WEI has developed a comprehensive UXO curriculum which includes a teacher guide, storybooks, songbooks, and posters for each primary school grade (grades 1-5). In the current project period, WEI is supporting MOES to integrate MRE lessons into the national primary school science and environment curriculum. As part of the national curriculum, MRE lessons will reach every primary school student in Laos. The MRE Project and MOES are also designing and piloting a new secondary school MRE handbook for the first time. The MRE curriculum emphasizes participatory learning, featuring student-centered activities and messages that are easy to understand and recall.

To further ensure the dissemination of MRE, the Project facilitates Trainings of Trainers (ToTs) to teach in-service teachers how to utilize the MRE curriculum in their classrooms. WEI also works closely with the eight Teacher Training Colleges of Laos (TTC) to develop MRE teacher training materials, support professors to teach MRE, include MRE in summer refresher courses for in-service teachers, and ensure all final year TTC students are prepared to teach MRE.
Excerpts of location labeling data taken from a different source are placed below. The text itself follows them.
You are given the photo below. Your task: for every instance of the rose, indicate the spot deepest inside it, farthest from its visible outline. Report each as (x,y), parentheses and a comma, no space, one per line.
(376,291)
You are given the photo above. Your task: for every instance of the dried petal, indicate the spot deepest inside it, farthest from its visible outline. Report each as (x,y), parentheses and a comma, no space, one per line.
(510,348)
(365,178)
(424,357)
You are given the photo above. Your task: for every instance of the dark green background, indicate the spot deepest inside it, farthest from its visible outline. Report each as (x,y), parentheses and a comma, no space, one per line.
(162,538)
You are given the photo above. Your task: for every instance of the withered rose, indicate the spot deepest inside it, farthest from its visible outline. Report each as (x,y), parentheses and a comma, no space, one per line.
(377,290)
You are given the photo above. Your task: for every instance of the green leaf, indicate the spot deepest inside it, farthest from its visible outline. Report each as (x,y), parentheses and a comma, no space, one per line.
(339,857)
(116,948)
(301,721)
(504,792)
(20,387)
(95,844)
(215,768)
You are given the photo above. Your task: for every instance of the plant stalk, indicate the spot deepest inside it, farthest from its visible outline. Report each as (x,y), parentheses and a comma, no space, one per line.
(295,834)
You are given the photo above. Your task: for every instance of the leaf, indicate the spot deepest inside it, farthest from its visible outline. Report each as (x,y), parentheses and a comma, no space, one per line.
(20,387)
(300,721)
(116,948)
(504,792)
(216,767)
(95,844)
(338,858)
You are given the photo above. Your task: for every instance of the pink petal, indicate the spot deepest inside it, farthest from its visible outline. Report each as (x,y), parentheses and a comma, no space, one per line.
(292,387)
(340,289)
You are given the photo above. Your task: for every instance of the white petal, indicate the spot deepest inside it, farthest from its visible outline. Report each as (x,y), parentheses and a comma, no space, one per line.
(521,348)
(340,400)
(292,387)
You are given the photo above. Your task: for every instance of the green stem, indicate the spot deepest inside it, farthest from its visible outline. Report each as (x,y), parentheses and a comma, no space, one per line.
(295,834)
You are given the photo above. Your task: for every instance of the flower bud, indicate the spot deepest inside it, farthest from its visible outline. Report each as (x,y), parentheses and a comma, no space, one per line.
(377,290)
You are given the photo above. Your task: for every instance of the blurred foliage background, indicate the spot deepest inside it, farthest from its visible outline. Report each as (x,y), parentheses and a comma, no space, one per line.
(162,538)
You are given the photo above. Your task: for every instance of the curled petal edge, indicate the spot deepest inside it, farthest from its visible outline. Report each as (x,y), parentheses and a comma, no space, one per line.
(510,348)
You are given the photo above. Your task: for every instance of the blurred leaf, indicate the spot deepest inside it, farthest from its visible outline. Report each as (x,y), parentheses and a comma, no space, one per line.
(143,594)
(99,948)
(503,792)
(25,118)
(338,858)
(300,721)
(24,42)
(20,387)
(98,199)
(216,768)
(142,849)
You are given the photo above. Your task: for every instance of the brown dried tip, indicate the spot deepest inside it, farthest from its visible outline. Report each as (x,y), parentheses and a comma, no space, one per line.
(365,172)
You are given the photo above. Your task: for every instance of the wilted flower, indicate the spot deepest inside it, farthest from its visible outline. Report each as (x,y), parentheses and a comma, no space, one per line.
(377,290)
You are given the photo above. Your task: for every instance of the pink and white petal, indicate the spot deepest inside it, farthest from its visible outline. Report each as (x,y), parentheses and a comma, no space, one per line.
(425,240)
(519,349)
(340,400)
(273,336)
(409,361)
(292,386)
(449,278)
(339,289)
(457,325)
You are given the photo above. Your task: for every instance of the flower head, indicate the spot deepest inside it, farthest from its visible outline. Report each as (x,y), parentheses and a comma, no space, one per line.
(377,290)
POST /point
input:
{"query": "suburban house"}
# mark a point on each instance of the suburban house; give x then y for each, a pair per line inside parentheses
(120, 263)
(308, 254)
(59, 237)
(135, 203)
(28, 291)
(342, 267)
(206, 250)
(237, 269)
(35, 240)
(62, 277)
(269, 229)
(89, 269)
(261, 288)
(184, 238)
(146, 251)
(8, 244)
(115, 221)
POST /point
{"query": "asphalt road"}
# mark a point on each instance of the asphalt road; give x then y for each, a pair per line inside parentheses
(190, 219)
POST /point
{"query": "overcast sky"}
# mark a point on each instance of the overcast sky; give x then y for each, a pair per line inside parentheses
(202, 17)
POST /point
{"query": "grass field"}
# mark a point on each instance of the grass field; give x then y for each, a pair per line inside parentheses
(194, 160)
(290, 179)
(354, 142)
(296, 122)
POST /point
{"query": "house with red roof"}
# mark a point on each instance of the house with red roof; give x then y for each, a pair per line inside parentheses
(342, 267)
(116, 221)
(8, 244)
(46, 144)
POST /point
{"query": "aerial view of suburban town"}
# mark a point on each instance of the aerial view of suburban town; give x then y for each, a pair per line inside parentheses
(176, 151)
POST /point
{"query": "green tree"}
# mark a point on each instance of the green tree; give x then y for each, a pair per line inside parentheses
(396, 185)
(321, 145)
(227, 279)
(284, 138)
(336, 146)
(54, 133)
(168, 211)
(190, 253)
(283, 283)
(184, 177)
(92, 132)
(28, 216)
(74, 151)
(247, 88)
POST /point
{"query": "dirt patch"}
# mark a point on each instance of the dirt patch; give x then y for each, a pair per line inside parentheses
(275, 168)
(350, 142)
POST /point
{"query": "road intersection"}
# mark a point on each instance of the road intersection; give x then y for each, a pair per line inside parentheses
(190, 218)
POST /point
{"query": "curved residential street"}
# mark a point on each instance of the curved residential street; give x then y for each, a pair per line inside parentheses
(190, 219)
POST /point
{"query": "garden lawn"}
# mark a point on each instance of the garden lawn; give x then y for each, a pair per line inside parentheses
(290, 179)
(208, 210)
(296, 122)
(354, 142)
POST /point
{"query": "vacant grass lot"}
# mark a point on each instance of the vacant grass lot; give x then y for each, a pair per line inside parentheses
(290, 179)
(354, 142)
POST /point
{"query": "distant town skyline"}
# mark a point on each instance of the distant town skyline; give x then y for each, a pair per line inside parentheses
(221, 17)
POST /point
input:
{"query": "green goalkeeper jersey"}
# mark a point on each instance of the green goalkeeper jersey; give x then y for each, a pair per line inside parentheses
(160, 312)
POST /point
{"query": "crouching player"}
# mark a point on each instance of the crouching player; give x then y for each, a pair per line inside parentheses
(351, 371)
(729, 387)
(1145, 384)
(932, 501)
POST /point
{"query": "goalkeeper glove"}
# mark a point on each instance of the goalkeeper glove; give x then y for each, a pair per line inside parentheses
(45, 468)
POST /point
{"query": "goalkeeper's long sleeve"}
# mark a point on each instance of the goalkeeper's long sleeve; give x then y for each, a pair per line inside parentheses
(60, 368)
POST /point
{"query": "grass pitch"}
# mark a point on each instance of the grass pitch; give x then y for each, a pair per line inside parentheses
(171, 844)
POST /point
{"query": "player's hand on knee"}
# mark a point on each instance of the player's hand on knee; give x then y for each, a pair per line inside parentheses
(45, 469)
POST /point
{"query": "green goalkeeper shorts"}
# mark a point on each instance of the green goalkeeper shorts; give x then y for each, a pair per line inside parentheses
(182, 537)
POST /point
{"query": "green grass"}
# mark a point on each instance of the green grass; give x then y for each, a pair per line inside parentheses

To complement the in-school MRE, the MRE puppetry program involves children and teachers from high-UXO risk communities to develop puppetry performances to bring the education about UXO out of the classroom and into communities. In 1999, WEI contracted the National Puppet Theater of Laos to train teachers to establish the first MRE puppetry troupes in Xieng Khouang, Houaphan, Savannakhet and Saravane Provinces. Today, WEI has worked with MOES to establish more than 88 troupes which perform on Teacher’s Day and Children’s Day, reaching between 70,000 and 80,000 community members each year throughout the 10 target provinces. Based on the success of these troupes, WEI will increase the number of puppetry troupes to 220 during the current project period to deliver MRE to even more community members and provide an engaging complement to the formal curriculum.